Documenting the new locks

Take photos of the new locks and write down any model numbers or codes. This information becomes useful years later when a key needs duplication, a battery needs replacing, or a part needs ordering. A small folder with locksmith receipts, lock models, and key codes saves time later.

Cost expectations

Total move-in locksmith work for a typical home — rekeying three to five exterior locks, evaluating window and slider locks, and answering questions about additional security — usually runs two to five hundred dollars in most markets. For a new home purchase representing a major investment, this is a small expenditure that establishes immediate control over access.

Common mistakes to avoid

A few mistakes show up regularly during move-in security work:

Trying to handle it later. The longer the move-in window stretches, the more likely the rekeying never happens. Schedule it within the first week or it tends not to happen at all.

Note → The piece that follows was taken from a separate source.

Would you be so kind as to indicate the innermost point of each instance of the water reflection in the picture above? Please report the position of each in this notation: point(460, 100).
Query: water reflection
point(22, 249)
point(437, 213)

Doing only the front door. The front door is just one of several entry points, and burglars don't preferentially use the front door. A partial rekey leaves the rest of the home with whatever access patterns the previous owners established.

Trusting the listing agent's assurance that "the locks have been changed." Sometimes they have been, sometimes they haven't, and there's no easy way to verify after the fact. Doing your own rekey is the only reliable way to establish that the keys you have are the only keys that work.

Buying expensive locks that don't match the door. A high-end deadbolt installed on a hollow-core door provides limited security. Match the lock investment to the door — and consider whether the door itself needs upgrading before installing premium locks.

Setting up the locksmith relationship

The locksmith you call for move-in work is a candidate for becoming your regular locksmith for years to come. If the experience is good — clear pricing, professional work, helpful advice — save the contact and use the same locksmith for future needs. The relationship pays off in better service over time, and you avoid the lottery of starting over with each new locksmith call.